The letter came a day after congressional leaders delayed a vote on providing the auto industry as much as $25 billion in emergency aid.
President Bush, in his weekly radio address, castigated Democrats for failing to vote on an alternative proposal to let automakers instead tap $25 billion in loans that are supposed to help them improve the fuel efficiency of their cars.
"If the automakers are willing to make the hard decisions needed to become viable, they should be able to receive the funds Congress already allotted to them for other purposes," Bush said. "The American people expect their elected leaders to do what it takes to solve it."
Pelosi and others have said there was not enough support in Congress to provide funding without a detailed turnaround plan.
"We don't have any intention of seeing the auto industry go down, but they have to come up with how they survive themselves," Pelosi told reporters yesterday.
Pelosi and Reid laid out a number of requirements for a restructuring plan that would generally answer three questions:
1. How will the $25 billion be spent and paid back?
In testimony this week, the automakers told Congress they intend to split the $25 billion emergency loan roughly along the lines of their share of the U.S. market. GM, being the largest, would get about $10 billion to $12 billion. Ford and Chrysler would take about $7 billion to $8 billion each.
Asked by Sen. Richard C. Shelby (R-Ala.) how they intended to pay back the loan, Chrysler chief executive Robert L. Nardelli said the automakers hoped the money would buy them time to transform their businesses.

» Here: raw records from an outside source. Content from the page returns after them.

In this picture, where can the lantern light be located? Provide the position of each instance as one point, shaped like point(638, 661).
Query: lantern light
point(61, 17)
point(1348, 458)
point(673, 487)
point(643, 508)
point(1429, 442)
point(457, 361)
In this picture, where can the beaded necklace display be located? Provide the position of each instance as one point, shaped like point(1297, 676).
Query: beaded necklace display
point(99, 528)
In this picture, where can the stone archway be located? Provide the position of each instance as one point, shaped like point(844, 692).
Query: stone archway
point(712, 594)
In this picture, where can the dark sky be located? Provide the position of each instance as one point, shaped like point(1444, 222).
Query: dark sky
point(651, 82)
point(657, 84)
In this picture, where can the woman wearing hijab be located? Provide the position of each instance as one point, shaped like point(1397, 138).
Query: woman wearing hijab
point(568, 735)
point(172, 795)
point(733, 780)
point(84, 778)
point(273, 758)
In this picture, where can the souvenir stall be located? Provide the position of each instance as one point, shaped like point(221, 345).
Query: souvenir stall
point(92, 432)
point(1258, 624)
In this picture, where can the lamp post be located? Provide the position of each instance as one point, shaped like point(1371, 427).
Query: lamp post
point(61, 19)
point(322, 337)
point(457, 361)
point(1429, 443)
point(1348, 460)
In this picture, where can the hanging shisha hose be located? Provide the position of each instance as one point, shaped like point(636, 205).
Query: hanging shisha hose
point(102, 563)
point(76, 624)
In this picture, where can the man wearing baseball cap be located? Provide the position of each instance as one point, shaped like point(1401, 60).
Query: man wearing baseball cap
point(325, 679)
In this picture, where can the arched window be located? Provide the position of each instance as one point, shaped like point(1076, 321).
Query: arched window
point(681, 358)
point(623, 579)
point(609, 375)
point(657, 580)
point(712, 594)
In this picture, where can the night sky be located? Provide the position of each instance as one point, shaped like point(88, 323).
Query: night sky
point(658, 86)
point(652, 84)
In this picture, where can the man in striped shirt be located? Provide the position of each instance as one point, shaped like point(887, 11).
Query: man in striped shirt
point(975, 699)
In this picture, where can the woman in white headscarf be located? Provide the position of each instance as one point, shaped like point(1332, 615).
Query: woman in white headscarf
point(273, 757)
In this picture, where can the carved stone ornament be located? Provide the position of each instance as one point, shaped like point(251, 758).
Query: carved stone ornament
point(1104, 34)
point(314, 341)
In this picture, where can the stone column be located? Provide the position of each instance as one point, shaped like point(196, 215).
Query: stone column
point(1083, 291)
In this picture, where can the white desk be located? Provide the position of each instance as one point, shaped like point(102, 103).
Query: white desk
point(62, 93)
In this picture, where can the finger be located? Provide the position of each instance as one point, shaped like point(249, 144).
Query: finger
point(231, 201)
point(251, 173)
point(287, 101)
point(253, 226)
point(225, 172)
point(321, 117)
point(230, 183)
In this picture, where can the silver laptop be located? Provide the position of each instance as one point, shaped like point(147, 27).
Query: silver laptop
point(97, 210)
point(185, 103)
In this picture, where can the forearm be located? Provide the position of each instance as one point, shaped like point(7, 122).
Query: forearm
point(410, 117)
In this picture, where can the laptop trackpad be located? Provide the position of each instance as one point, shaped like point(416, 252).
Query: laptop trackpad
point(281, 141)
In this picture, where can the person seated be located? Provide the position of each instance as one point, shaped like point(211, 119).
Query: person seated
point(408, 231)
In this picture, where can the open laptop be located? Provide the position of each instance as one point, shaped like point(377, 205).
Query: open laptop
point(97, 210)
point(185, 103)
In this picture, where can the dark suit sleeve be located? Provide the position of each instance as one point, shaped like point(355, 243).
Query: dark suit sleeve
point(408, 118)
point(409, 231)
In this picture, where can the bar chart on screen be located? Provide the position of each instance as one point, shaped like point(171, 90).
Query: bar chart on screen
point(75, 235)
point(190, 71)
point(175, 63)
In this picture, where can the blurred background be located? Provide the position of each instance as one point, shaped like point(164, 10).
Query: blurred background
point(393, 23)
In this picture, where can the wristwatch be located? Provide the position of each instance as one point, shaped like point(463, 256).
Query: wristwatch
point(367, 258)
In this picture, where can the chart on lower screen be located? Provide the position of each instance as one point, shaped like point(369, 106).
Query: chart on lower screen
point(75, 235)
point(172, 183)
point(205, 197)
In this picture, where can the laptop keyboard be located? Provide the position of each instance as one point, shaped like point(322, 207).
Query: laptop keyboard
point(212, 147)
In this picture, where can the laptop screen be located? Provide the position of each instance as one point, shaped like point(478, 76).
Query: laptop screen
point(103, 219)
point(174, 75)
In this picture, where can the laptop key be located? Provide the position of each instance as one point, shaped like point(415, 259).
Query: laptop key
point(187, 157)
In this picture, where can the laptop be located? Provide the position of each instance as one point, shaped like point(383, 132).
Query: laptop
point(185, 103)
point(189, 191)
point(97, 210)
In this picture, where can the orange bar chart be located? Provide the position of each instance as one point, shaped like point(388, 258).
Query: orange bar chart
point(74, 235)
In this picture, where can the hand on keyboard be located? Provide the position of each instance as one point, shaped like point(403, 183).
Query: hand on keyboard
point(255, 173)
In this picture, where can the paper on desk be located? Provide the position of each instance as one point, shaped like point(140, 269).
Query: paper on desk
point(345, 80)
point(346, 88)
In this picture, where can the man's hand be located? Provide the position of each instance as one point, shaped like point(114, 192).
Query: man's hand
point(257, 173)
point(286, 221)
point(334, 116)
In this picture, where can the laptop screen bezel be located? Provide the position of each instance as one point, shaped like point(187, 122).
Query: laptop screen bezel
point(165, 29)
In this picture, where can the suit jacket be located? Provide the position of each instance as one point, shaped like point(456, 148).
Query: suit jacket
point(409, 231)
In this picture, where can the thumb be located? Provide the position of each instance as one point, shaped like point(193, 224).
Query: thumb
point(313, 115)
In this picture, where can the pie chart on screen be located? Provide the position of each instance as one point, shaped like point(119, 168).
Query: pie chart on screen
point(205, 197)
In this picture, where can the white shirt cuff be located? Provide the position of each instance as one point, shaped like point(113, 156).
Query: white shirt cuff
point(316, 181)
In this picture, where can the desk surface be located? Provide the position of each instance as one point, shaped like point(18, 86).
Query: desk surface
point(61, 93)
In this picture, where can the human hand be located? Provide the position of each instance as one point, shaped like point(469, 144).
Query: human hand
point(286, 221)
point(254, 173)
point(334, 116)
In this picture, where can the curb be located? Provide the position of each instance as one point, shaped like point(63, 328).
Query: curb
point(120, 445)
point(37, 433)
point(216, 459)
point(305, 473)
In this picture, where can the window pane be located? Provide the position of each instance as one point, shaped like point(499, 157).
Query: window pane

"We wouldn't be here today asking for this if we didn't have a high confidence level that we could weather this economic trough, continue to resize, make these gut-wrenching decisions to come out the other side leaner, more agile, and for us, a higher quality, higher-reliable product," he said.
Yet some industry analysts said GM alone may need as much as $30 billion next year to deal with a cash shortfall. Pelosi and Reid are asking the automakers to provide "documented assessments" of their current financial positions and to outline their plans for meeting health-care and pension obligations. They want estimates for when the loans would be repaid under varying auto sales conditions.